Getty Images iStock has recently requested from its contributors to no longer « submit creative content showing models whose bodies have been edited to look slimmer or less skinny ». This decision is endorsed as part of a global mobilization, particularly in the wake of a newly adopted French law of december 2015. As of October 1st 2017, altered commercial photographs must be labelled as such – advertisers who fail to conform to this law could face a fine of up to €37 500.
As a direct response to this new regulation, in a field obsessed with appearances, head of the image bank has decided to update their policy of submission, for their service as well as for iStock, banning photoshopped photographs. This has been announced via email to all its contributors.
Alteration of photos has been the center of multiple debates, especially on Instagram. Influencers such as Beyoncé, Keira Knightley, Zendaya, and recently Emily Ratajkowski, have spoken up against edited content in magazines, and its promotion of body image issues, especially within young women.
Albeit common in media, costumers and brands are fighting back against this practice and demanding the truth, as mentalities are evolving. Getty Image is now part of this common effort, which is yet again another step towards sincerity.

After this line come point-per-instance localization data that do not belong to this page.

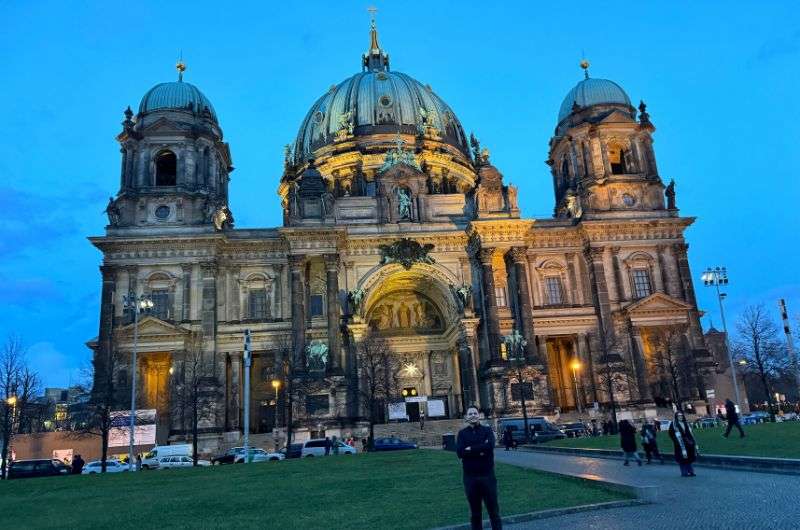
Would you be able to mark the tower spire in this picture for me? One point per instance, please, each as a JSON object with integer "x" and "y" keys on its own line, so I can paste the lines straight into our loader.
{"x": 180, "y": 66}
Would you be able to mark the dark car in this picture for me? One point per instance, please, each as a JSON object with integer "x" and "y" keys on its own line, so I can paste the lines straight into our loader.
{"x": 37, "y": 468}
{"x": 392, "y": 444}
{"x": 575, "y": 429}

Everyone is uniquely beautiful in their own ways. We all have insecurities about the things that make us different from a typical ideal of beauty. I, like so many of us, try every day to work past those insecurities. I was extremely disappointed to see my lips and breasts altered in photoshop on this cover. I hope the fashion industry will finally learn to stop trying to stifle the things that make us unique and instead begin to celebrate individuality.